After the talks, the speakers joined a panel to discuss issues raised by the audience. These included: comparative advantage; the UK system, bias, regulation and standardisation.
AI is driven by applying enormous computing power to very large datasets and if the UK has any kind of comparative advantage it lies in our healthcare datasets. These will be of interest to the developers of AI.
The UK has substantial sets of longitudinal health records. It also has a large and very diverse population. However, much of this data is kept in legacy systems which may be difficult to access.
There are practical issues though. The data will already have some bias encoded, which has to be considered at the start of the data collection process. So for example, all the mammograms in the UK will come from women in a certain age range, because that's how we designed the screening programme.
The advantage the UK has is that we have a unified single system, a lifelong system, with an NHS number, patient identifier, and things can be tracked over time. However, the UK has managed to shoot itself in the foot several times over the issue of public trust. We did not engage with the public enough, before trying to implement these initiatives. So then there was a backlash with people opting out, withdrawing their consent for the data to be used for research. So public trust, communication, getting people on side is going to be the key to realising the potential of our health system as a data source.

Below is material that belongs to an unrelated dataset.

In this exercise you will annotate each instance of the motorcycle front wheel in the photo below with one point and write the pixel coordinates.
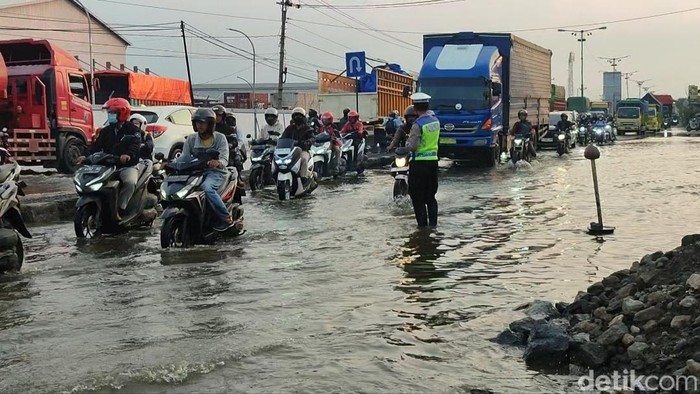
(173, 233)
(85, 222)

There are major challenges about both regulation and standardisation for this field. However, the regulators are catching up and making major efforts to reconsider the way that they regard these technologies, how they classify them and how they evaluate them.
What the country does not have yet is the established pathway we have for drugs, for example. There are clear thresholds and standards for evaluating whether the extent to which a new drug works is worth the money that it costs. There is a process. There is no such process for medical technologies, including AI, although there is a lot of work taking place to develop this.
But there will always be early adopters. Standardising the adoption of technology comes later. So there has to be some flexibility where early adoption and implementation are piloted in certain places as testbeds.